Besides, to-day, after his long comparative obscuration, he hangs high in the heaven of our literature for all the world to see; he’s a part of the light by which we walk.

Thus, as it happens, on this day two hundred years ago, 1 July 1819, Keats would write his very first love letter to Fanny Brawne while staying at Eglantine Cottage in Shanklin on the Isle of Wight.  The cottage still stands today and is now appropriately called Keats Cottage.  He stayed there from 29 June until the first or second week of August when he and his good friend Charles Brown moved to the cathedral city of Winchester.  Although the “damps of the sea” may have been a bit much for Keats at times and just as “weakening as a city smoke” (not to mention the maddening irritations from droves of tourists), there must have been something inspiring in the air in Shanklin that July for, not only would he work prodigiously on Otho the Great, Lamia, and Hyperion (this reworking would become The Fall of Hyperion), but he would go on to write three other love letters to Fanny that month. These letters, in my biased opinion, contain some of the most beautiful passages of love-sick ecstasy ever written—yes, perhaps a bit hyperbolic, but Keats’s letters are dripping with poetry and inspire me more than any I have ever read.

I will not write out the entire letter like I did for the Camelion Poet letter of 27 October 1818, but rather I will write out the passages I find particularly beautiful & haunting.
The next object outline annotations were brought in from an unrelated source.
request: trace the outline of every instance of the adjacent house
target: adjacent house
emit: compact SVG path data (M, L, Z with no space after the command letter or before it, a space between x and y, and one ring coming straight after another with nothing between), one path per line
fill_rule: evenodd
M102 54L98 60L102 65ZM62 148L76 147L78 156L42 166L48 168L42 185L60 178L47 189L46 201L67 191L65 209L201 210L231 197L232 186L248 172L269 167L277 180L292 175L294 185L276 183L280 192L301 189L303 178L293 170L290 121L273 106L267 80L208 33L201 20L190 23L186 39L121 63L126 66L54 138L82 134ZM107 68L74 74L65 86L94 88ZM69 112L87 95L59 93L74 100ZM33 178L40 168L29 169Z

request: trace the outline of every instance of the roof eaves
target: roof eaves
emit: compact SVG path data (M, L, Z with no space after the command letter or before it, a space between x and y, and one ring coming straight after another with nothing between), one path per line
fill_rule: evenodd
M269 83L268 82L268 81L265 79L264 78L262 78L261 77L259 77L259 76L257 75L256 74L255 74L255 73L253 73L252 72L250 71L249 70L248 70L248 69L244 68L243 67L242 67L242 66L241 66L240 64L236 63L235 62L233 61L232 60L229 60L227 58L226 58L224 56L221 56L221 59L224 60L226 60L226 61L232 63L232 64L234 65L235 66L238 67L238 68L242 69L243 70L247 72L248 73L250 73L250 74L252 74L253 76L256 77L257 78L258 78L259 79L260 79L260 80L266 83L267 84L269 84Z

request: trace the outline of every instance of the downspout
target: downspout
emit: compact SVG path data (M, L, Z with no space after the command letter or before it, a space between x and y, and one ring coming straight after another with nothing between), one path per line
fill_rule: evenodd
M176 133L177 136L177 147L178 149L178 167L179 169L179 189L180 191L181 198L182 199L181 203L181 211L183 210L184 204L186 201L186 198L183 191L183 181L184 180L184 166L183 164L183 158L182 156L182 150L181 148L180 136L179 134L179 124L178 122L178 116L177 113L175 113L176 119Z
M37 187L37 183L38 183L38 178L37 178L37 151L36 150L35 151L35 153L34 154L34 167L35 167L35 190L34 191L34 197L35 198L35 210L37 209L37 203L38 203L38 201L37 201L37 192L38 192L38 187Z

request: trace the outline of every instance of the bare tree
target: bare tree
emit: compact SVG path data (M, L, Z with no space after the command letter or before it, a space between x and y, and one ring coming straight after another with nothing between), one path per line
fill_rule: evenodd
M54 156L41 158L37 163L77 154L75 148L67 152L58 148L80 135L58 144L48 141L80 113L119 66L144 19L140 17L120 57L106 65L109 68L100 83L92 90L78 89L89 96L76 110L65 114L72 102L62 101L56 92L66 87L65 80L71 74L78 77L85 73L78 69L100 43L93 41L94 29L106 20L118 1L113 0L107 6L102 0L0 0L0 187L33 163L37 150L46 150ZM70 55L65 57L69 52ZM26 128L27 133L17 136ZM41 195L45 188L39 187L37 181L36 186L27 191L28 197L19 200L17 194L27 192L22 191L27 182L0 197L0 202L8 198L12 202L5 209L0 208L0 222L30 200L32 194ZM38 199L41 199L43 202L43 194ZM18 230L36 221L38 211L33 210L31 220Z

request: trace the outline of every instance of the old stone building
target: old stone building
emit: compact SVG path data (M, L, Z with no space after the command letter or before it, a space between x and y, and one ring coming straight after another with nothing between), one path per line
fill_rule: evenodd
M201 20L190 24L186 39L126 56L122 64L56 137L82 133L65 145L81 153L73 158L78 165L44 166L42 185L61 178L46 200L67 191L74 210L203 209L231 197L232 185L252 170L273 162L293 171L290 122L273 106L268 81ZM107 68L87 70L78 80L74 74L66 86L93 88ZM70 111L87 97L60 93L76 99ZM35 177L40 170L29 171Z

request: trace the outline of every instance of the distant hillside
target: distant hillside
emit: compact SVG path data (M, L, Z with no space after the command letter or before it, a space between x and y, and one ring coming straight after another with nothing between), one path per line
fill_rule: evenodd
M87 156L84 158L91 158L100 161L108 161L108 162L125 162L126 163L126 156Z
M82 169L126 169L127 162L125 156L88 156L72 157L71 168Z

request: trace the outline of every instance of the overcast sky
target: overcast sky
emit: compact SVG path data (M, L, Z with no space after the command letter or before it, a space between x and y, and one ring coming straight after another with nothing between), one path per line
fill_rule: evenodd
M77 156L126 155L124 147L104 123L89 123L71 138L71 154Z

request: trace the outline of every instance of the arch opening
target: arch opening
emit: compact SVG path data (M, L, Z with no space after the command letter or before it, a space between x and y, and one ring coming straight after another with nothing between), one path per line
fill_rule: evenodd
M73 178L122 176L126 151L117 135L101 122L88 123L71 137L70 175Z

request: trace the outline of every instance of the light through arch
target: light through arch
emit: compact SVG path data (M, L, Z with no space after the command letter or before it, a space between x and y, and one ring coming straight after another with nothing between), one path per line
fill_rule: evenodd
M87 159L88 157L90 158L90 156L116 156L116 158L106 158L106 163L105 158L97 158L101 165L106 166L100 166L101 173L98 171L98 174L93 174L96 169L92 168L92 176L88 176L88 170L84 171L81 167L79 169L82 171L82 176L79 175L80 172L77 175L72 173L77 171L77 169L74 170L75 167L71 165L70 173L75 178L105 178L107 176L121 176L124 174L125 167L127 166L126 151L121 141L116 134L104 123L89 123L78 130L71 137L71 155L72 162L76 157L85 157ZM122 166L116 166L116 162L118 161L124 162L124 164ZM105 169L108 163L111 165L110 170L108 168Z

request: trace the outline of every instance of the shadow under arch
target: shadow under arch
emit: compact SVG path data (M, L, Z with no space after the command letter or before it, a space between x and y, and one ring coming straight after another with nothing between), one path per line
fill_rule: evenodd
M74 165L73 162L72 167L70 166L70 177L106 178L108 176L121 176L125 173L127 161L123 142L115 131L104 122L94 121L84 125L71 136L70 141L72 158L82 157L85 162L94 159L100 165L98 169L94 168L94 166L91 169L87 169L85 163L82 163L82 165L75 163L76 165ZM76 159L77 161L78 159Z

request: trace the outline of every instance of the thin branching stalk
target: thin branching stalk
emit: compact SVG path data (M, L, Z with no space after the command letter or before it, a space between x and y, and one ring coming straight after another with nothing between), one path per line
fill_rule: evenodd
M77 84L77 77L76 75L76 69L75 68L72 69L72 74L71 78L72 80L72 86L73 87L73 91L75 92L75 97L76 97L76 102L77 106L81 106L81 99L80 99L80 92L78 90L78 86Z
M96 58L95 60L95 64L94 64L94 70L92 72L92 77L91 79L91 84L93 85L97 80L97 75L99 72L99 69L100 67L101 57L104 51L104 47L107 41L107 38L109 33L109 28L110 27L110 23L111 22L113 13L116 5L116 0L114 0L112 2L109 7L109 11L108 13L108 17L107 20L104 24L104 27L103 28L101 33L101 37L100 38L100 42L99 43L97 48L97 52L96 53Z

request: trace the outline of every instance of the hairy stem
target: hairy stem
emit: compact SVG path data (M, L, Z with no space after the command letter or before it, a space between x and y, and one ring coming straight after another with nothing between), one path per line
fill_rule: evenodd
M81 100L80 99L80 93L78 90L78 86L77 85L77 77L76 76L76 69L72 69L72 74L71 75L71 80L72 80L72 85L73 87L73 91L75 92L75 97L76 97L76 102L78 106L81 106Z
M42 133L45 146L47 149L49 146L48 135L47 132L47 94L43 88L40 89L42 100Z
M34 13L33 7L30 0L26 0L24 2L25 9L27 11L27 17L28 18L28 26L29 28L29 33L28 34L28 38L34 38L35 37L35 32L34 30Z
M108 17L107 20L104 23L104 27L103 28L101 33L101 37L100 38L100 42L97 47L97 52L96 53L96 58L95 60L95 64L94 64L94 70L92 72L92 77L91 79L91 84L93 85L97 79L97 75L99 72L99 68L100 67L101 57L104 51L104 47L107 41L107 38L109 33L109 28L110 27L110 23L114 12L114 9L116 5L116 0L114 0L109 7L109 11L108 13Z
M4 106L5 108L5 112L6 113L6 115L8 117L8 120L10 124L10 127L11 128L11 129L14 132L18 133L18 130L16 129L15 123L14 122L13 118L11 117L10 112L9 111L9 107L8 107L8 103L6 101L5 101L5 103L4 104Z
Those brilliant passages are:

My dearest Lady,

I am glad I had not an opportunity of sending off a Letter which I wrote for you on Tuesday night—‘twas too much like one out of Rousseau’s Heloise. I am more reasonable this morning. The morning is the only proper time for me to write to a beautiful Girl whom I love so much: for at night, when the lonely day has closed, and the lonely, silent, unmusical Chamber is waiting to receive me as into a Sepulchre, then believe me my passion gets entirely the sway, then I would not have you see those Rapsodies which I once thought it impossible I should ever give way to, and which I have often laughed at in another, for fear you should think me either too unhappy or perhaps a little mad…

I am now at a very pleasant Cottage window, looking onto a beautiful hilly country, with a glimpse of the sea; the morning is very fine. I do not know how elastic my spirit might be, what pleasure I might have in living here and breathing and wandering as free as a stag about this beautiful Coast if the remembrance of you did not weigh so upon me. I have never known any unalloy’d Happiness for many days together: the death or sickness of some one has always spoilt my hours—and now when none such troubles oppress me, it is you must confess very hard that another sort of pain should haunt me…
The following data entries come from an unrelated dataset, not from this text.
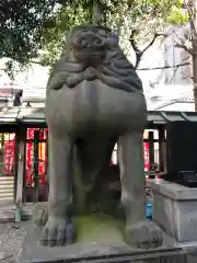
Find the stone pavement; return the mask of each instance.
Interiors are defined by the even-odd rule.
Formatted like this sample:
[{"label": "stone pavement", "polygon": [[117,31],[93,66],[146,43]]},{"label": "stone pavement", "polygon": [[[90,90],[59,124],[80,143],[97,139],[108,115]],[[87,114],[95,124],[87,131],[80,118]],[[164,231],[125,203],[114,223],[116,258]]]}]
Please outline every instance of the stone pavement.
[{"label": "stone pavement", "polygon": [[[28,221],[22,222],[1,222],[0,224],[0,262],[13,262],[11,255],[15,258],[21,249],[22,241],[25,235],[25,226],[30,224]],[[8,260],[3,260],[2,252],[9,254]],[[13,259],[12,258],[12,259]]]}]

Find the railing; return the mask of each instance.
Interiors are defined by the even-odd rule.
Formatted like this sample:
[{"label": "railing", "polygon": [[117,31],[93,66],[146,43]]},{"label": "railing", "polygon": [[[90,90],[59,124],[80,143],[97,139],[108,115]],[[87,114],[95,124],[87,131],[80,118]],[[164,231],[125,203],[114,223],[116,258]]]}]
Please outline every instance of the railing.
[{"label": "railing", "polygon": [[[103,255],[77,256],[76,259],[56,260],[56,263],[187,263],[187,254],[179,248],[146,250],[134,252],[108,253]],[[47,262],[45,262],[47,263]]]}]

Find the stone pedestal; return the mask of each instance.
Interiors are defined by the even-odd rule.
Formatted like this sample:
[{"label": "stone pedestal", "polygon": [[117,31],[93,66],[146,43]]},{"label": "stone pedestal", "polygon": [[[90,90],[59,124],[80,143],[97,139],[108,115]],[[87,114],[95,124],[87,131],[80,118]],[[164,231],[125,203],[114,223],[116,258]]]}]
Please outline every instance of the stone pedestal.
[{"label": "stone pedestal", "polygon": [[151,183],[153,221],[197,262],[197,188],[165,180]]},{"label": "stone pedestal", "polygon": [[197,241],[197,188],[164,180],[151,188],[153,220],[177,242]]}]

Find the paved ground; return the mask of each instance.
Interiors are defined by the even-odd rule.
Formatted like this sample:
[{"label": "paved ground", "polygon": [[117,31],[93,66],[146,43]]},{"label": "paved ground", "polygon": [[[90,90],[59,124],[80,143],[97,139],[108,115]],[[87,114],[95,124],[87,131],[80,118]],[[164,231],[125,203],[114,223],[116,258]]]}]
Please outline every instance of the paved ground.
[{"label": "paved ground", "polygon": [[25,235],[25,226],[27,224],[28,222],[26,221],[20,224],[14,222],[0,224],[0,261],[2,261],[1,260],[2,252],[12,254],[13,258],[18,254],[22,245],[22,241]]}]

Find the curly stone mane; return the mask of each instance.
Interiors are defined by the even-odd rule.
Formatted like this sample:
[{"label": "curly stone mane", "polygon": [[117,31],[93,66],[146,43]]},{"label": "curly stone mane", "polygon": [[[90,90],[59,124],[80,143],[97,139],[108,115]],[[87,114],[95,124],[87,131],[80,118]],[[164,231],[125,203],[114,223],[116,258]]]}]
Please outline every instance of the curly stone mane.
[{"label": "curly stone mane", "polygon": [[[86,48],[85,42],[88,34],[93,39],[90,48]],[[99,58],[94,65],[88,59],[93,56],[95,59],[92,60],[96,61]],[[62,84],[73,89],[84,80],[95,79],[113,89],[142,92],[141,80],[120,49],[118,37],[107,27],[77,26],[67,38],[61,58],[50,75],[47,90],[59,90]]]}]

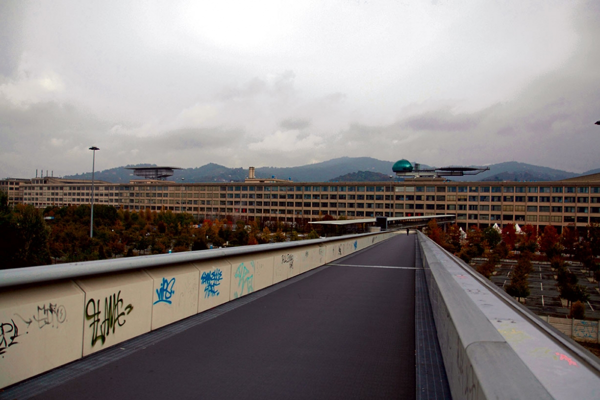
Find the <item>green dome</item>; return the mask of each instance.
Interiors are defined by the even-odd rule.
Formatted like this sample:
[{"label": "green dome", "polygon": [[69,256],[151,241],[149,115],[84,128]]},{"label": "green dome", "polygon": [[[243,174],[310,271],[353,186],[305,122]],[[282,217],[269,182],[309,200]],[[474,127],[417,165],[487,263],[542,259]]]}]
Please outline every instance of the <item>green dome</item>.
[{"label": "green dome", "polygon": [[412,172],[412,169],[410,161],[404,158],[399,161],[396,161],[396,163],[392,167],[392,170],[394,172]]}]

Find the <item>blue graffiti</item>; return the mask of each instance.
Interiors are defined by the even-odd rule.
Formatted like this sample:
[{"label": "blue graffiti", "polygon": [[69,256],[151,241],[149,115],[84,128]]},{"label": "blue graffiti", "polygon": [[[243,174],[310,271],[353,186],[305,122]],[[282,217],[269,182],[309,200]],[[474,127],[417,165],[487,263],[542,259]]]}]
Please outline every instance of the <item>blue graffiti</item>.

Ask yourself my love whether you are not very cruel to have so entrammelled me, so destroyed my freedom. Will you confess this in the Letter you must write immediately and do all you can to console me in it—make it rich as a draught of poppies to intoxicate me—write the softest words and kiss them that I may at least touch my lips where yours have been. For myself I know not how to express my devotion to so fair a form: I want a brighter word than bright, a fairer word than fair. I almost wish we were butterflies and liv’d but three summer days—three such days with you I could fill with more delight than fifty common years could ever contain.

Were finer words expressing Love’s all-consuming ecstasies ever written or equaled?  Perhaps they were, just seven days later on 8 July 1819 when Keats would write his second love letter to Fanny Brawne.  Just like this one, and other letters later this year, I shall write a bit about it in a week’s time on its bicentennial anniversary.

Lastly, if you are unfamiliar with Keats’s letters and yet find some of the passages above familiar, then perhaps you may have seen Jane Campion’s brilliant 2009 film Bright Star. It is a film I watch every year, beginning in April and usually ending in early June when I begin my “Haunted Summer” inspirations. It is beautiful and incredibly moving. The scenes that include some of the passages above are particularly charming and will stay with you long after watching.